You try creating a file on a server and see this error message:

No space left on device

…but you’ve got plenty of space:

df
Filesystem           1K-blocks      Used Available Use% Mounted on
/dev/xvda1            10321208   3159012   6637908  33% /

Who is the invisible monster chewing up all of your space?

Why, the inode monster of course!

What are inodes?

An index node (or inode) contains metadata information (file size, file type, etc.) for a file system object (like a file or a directory). There is one inode per file system object.

An inode doesn’t store the file contents or the name: it simply points to a specific file or directory.

The problem with inodes

The total number of inodes and the space reserved for these inodes is set when the filesystem is first created. The inode limit can’t be changed dynamically and every file system object must have an inode.

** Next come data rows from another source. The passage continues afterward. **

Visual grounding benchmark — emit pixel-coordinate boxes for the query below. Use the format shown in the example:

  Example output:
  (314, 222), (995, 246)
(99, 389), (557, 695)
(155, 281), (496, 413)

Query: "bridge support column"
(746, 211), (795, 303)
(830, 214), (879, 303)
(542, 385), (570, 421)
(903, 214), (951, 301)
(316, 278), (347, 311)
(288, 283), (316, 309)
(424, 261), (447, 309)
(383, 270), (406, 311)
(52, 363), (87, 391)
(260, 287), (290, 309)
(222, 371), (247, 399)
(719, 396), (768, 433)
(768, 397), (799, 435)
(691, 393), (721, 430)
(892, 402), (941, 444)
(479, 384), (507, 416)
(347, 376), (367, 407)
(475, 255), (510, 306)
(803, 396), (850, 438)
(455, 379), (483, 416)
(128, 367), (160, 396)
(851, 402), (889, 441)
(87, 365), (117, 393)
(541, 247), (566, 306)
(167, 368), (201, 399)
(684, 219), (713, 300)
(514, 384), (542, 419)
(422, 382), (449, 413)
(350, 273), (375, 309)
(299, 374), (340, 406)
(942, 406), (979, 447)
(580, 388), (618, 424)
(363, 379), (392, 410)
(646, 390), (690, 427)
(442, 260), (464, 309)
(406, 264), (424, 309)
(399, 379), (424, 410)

While it’s unusual to run out of inodes before actual disk space, you are more likely to have inode shortages if:

  • You are creating lots of directories, symlinks, and small files.
  • You created your ext3 filesystem with smaller block sizes. The ext3 default block size is 4096 bytes. If you are using your filesystem for storing lots of very small files, you might create the filesystem with a block size of 1024 or 2048. This would let you use your disk space more efficiently, but raises the likelihood of running low on inodes.
  • Your server is containerized (Docker, LXC, OpenVZ, etc). Containerized servers can often share the same filesystem as the host node. For stability and security purposes, the containers resources such as RAM, CPU and disk space and inodes are limited. In this situation the number of inodes allocated to your container is determined by the administrator of the host node. It is very common to run into into inode issues in containers with filesystems of this type.

Viewing inode usage

Use the -i flag to view inode usage:

df -i
Filesystem            Inodes   IUsed   IFree IUse% Mounted on
/dev/xvda1           1310720  1310720        0  100% /

You can view more detailed inode information with the following command:

tune2fs -l /dev/xvda1 | grep -i inode

Where are the small files?

If you are using up all of your inode capacity, the next step is figuring out where all of those little files are. This is a bit of a manual process.

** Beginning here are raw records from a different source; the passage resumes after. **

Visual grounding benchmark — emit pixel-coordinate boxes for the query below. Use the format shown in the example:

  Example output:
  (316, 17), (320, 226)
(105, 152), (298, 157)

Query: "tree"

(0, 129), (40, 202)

The command below will output the number of files and directory from the top of your file system:

for i in /*; do echo $i; find $i |wc -l; done

Example output:

/bin
119
/sys
9293
/tmp
1
/usr
10583

The counts above include all nested directories. If you have a single directory with many files, the command above may stall – that’s a good hint that’s the problem directory. Once you’ve narrowed it down to a specific directory, you can execute the previous command on that directory:

for i in /usr/*; do echo $i; find $i |wc -l; done

Delete all of the small files in that directory.

I can’t delete those files. Can I increase the inode limit?

The bad news: on the ext* file systems, you can’t simply increase the inode limit on an existing volume. You have two options:

  1. If the disk is an LVM, increase the size of the volume.

  2. Backup and create a new a new file system, specifying a higher inode limit:

mke2fs -N

Are there filesystems that don’t have inode limits?

Yes. Modern filesystems like Btrfs and XFS use dynamic inodes to avoid inode limits. ZFS does not use inodes.